I am relatively new to single-cell (and spatial) data analysis. I was following this pipeline to try to replicate an analysis, and it had the following steps:

sc.pp.filter_cells(adata,min_counts=40)
sc.pp.filter_cells(adata,min_genes=15)
adata.raw=adata
adata.layers['raw']=adata.X
sc.pp.normalize_total(adata, target_sum=100)
sc.pp.log1p(adata)

(...)

sc.tl.rank_genes_groups(adata, groupby='louvain_0.5', method='wilcoxon',key_added='louvain_0.5')
        

When running it, rank_genes_groups() was returning a warning about the data being in raw counts.
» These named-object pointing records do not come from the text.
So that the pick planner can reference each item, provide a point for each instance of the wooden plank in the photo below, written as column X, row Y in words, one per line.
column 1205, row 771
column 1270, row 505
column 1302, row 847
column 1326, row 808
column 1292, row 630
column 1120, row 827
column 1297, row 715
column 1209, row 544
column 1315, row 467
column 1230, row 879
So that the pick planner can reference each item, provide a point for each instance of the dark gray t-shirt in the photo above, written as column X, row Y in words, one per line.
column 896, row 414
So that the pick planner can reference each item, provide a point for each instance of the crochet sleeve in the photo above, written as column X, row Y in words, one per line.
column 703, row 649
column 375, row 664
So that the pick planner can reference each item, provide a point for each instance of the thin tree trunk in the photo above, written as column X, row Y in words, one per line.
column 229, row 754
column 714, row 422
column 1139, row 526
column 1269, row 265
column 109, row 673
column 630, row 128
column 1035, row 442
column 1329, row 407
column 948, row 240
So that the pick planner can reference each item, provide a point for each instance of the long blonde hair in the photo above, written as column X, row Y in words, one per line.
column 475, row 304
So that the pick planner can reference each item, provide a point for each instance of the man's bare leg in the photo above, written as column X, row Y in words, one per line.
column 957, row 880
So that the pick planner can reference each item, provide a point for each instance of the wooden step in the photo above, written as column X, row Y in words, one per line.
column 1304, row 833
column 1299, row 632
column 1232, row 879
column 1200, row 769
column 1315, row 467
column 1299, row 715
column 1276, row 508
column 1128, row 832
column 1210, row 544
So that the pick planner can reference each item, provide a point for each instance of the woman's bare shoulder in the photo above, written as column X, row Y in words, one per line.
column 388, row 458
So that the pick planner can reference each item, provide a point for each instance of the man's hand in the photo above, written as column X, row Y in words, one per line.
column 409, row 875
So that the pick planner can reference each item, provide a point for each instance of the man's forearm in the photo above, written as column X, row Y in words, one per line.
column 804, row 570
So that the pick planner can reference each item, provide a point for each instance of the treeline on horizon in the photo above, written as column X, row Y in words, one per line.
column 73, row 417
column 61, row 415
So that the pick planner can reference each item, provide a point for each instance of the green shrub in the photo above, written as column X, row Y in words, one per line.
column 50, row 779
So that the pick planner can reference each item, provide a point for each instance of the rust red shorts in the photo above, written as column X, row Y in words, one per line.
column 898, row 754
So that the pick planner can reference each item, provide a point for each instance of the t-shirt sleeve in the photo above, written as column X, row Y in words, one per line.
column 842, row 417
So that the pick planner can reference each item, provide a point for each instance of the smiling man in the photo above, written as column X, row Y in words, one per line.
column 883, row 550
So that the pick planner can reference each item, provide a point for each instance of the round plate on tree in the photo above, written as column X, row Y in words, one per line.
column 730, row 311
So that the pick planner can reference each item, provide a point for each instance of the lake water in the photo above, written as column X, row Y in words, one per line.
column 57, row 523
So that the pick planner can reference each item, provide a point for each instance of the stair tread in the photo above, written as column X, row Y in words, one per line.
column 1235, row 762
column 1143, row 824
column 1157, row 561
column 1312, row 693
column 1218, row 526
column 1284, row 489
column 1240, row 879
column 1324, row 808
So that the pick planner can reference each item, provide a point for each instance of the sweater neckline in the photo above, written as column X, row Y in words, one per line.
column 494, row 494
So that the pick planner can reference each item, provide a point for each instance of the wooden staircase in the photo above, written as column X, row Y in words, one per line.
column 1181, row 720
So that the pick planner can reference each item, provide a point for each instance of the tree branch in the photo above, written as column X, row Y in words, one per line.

After doing some reading and checking the function’s wiki page, I learned that indeed rank_genes_groups() expects logarithmized data. However, the function also has an argument “use_raw” which defaults to None. When “None”, it uses raw attribute of adata if present. The default behavior is to use raw if present.

What is the logic here? It expects log data but also defaults to raw if present, why?

Other scanpy functions (eg. violin plots) also default to adata.raw if present. What am I missing?

To be fair, I don’t know many tutorials setting the “adata.raw = adata”, so is that an old habit that is now obsolete and people now just use layers?